The screw-retained zirconia cantilevered fixed implant supported bridge was then torqued to 35N.cm. (Fig. 21, 22).
Follow-up 10 months after implant placement showed a well- preserved gingival contour (Fig. 23,24)
Immediate implant placement and temporization, when properly indicated has three main advantages: timing, biology and prosthetic.
Treatment time and number of surgical procedures are reduced compared to a delayed approach.
From a biological stand point, using a slow-resorbing material to fill the gap between the implant and the buccal plate allows to predictably preserving the bone volume. The provisional crown supports the gingival architecture and helps maintaining the pre-existing positions of the gingival margin as well as mesial and distal papillae.

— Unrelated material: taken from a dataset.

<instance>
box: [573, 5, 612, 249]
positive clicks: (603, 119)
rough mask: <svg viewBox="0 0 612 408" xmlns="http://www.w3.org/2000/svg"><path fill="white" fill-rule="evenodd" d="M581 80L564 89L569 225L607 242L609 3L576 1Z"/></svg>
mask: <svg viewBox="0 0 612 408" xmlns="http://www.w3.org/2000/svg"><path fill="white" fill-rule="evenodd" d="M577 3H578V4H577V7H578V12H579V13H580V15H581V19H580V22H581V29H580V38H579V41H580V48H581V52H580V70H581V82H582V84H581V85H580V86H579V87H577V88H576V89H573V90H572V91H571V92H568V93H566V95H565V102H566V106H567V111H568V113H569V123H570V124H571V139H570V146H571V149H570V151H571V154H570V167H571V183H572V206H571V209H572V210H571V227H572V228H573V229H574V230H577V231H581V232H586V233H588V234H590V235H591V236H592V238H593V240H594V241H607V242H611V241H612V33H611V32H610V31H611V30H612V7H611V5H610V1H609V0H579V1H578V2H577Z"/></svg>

When replacing multiple adjacent teeth and when it’s possible a staged approach for the extractions will give better result and the use of cantilever can allow a better soft tissue preservation in case of reduced width.
Prosthetically, placing an implant retained provisional crown on the day of surgery simplifies the temporization in the anterior area, allowing the patient to leave the office on the same day with a fixed provisional.
The success of this procedure relies on three basic principles: proper indication, atraumatic extraction and sufficient primary stability of the implant. The latter depends widely on the choice of the implant design and drilling protocol, which should be thought for greater primary stability.